Normal é a última palavra que pode ser usada para descrever este livro. Lucio Manfredi consegue misturar a lógica dos sonhos com a física quântica, religiões afro-brasileiras e a ficção científica de Philip K. Dick, no que poderíamos batizar de saravápunk. A mistura poderia gerar um resultado estranho, mas Manfredi consegue dosar bem cada um desses elementos, que vão aparecendo naturalmente ao longo da trama. Os elementos da cultura brasileira são inseridos não para levantar bandeiras nacionalistas, mas se encaixando dentro do simbolismo fantástico construído pelo autor, resultando numa obra original e autoral.
O livro tem uma estrutura que talvez pareça difícil à primeira vista.

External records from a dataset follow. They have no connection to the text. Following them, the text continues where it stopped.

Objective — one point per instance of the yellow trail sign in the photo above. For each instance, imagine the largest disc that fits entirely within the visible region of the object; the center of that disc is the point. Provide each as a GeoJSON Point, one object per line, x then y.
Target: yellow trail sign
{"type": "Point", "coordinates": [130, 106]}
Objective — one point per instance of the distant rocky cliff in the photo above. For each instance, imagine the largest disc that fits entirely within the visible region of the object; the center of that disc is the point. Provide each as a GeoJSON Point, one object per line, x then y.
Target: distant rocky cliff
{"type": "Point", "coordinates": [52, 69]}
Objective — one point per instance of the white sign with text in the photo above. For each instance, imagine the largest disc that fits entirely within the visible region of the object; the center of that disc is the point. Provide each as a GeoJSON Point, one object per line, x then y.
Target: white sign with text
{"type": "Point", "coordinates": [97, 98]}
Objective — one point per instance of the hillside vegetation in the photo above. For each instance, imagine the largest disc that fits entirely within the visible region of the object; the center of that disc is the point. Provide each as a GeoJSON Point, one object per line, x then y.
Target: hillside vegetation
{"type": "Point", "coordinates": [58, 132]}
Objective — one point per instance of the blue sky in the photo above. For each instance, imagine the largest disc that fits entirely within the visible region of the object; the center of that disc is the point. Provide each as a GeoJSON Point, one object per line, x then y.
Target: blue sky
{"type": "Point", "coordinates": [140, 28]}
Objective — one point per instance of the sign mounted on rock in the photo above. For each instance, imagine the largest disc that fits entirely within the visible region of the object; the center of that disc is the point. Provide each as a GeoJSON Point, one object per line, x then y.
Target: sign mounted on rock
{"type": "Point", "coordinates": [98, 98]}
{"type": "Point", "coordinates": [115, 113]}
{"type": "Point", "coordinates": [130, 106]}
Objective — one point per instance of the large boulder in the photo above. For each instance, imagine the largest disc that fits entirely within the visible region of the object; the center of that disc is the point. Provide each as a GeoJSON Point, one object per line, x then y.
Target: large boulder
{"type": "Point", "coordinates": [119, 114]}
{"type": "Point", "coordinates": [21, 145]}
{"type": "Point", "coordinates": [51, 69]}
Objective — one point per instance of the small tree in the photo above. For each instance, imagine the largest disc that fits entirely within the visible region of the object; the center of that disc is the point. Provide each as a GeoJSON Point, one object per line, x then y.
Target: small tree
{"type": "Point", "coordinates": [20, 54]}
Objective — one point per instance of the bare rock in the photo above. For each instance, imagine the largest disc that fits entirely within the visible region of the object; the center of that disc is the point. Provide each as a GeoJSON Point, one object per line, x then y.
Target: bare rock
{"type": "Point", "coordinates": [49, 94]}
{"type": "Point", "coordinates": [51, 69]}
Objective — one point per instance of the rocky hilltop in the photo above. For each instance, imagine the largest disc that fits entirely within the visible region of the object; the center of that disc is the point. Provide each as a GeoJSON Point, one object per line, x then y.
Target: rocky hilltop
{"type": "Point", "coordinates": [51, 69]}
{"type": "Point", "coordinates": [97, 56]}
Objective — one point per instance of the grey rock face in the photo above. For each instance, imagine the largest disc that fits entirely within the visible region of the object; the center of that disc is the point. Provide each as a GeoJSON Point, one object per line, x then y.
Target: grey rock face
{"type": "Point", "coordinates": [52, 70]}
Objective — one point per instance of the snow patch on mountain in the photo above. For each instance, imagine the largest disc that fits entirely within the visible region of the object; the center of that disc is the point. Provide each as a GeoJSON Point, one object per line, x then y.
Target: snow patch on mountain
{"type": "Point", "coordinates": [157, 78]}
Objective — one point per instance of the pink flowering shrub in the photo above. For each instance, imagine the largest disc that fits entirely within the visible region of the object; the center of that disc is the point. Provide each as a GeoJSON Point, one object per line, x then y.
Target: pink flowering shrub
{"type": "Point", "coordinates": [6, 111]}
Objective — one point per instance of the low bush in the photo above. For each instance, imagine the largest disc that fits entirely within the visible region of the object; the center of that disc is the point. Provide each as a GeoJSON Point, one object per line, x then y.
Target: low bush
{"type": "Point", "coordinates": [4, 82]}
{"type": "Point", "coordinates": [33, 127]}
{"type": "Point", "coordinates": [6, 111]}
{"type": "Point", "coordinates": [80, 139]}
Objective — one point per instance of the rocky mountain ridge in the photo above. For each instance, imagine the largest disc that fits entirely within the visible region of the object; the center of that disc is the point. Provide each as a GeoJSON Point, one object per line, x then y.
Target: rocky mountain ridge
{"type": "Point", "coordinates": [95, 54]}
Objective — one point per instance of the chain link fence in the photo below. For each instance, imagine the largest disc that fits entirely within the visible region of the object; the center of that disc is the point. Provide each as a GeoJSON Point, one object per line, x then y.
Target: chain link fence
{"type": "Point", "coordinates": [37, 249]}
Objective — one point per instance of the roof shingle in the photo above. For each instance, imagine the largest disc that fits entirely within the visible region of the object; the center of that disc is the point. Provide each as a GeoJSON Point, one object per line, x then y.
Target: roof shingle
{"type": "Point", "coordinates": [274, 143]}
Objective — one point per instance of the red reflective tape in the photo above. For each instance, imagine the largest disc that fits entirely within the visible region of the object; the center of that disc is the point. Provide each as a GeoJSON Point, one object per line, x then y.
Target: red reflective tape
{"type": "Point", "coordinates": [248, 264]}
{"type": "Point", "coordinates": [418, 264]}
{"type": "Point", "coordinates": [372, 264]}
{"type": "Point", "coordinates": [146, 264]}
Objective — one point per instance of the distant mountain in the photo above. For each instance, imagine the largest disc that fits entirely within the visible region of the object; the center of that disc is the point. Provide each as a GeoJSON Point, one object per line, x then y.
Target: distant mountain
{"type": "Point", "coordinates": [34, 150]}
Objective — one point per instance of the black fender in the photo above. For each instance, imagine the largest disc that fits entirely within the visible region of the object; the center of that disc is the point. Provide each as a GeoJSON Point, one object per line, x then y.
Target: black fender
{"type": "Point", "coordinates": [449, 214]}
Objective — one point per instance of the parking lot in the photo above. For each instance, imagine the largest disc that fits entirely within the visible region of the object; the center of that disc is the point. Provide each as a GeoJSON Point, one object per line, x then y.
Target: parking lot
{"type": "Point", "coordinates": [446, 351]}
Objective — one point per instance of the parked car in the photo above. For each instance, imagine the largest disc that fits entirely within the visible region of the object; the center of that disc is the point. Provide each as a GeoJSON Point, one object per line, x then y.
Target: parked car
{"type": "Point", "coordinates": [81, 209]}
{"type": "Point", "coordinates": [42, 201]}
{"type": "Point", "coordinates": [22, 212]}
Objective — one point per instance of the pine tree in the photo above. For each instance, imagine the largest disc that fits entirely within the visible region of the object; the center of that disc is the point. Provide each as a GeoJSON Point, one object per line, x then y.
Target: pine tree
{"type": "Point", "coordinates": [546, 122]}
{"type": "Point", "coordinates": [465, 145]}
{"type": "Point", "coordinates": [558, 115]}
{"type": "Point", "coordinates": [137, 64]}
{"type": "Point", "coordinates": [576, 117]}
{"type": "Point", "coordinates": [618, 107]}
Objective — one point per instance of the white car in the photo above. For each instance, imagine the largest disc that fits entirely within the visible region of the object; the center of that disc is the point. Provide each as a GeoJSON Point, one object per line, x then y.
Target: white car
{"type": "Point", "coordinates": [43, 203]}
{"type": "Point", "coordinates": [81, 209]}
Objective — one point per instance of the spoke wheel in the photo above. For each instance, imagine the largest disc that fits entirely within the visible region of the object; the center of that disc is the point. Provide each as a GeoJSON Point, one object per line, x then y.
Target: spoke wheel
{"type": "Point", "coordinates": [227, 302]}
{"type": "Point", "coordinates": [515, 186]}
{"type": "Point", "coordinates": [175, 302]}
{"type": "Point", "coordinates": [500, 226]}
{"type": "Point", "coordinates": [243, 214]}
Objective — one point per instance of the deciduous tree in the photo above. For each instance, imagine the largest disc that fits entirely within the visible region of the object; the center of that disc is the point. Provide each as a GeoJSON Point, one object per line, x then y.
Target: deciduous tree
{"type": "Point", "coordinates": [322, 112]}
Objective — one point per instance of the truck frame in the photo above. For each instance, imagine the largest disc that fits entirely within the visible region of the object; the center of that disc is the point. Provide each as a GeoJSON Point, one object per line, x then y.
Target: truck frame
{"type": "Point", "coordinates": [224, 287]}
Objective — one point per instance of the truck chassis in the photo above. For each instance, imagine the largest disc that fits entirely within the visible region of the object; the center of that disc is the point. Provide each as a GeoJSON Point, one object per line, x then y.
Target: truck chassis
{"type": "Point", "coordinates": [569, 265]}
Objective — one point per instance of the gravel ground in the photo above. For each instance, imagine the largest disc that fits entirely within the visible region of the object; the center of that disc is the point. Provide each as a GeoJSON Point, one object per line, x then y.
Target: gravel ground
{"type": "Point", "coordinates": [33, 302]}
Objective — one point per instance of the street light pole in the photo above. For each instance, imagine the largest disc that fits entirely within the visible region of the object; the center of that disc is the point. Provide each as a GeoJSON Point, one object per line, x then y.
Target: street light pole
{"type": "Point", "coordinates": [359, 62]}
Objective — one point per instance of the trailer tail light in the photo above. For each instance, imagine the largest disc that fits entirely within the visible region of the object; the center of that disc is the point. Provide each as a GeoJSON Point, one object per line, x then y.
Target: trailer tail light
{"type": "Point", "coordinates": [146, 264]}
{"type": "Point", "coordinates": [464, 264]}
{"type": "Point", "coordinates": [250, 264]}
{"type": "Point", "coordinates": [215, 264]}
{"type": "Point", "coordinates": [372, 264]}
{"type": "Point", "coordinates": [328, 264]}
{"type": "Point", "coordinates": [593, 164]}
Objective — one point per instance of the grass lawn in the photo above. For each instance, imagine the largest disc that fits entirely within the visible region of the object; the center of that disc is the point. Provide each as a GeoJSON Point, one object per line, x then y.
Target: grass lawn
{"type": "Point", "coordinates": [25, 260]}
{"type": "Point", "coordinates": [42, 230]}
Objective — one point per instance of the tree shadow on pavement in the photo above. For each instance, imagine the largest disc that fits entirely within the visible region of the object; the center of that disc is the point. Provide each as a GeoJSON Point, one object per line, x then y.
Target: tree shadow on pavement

Muitas coisas acontecendo ao mesmo tempo deixam o leitor tão perdido quanto o próprio protagonista, sem entender muito bem o que está acontecendo. Max é um assassino ou um estudante? É um escritor ou um soldado romano? E por que são sempre as mesmas pessoas que estão à sua volta? Seria a casa um sonho? Um estado de superposição quântica? Tudo e nada simultâneos, todos os Max e nenhum Max ao mesmo tempo? Como um grande quebra-cabeça, aos poucos as coisas vão se montando e conseguimos ter ideia da figura como um todo.
Grande parte da diversão do livro é o estilo irônico e informal do autor. Manfredi se utiliza de diversos jogos de palavras e ideias que tornam a leitura fluída e leve, apesar do tema pesado e da aparente confusão da trama. Nesse sentido, lembra um pouco os trabalhos mais autorais do roteirista Grant Morrison ou dos filmes de David Lynch, onde a confusão inicial abre espaço para questionamentos metafísicos profundos, levando o público a refletir sobre seus sentimentos mais caros.
A incerteza quântica do romance é a incerteza de nossas inseguranças, traumas e desejos reprimidos. A única certeza ao longo de toda a leitura é a sensação de perigo e de que algo está errado. Max precisa se encontrar, assim como todos nós. A grande jornada aqui é a do autoconhecimento. A Encruzilhada não é só um local, mas todos os caminhos possíveis que a vida entrelaça à nossa frente. E a escolha de onde devemos trilhar é sempre às cegas.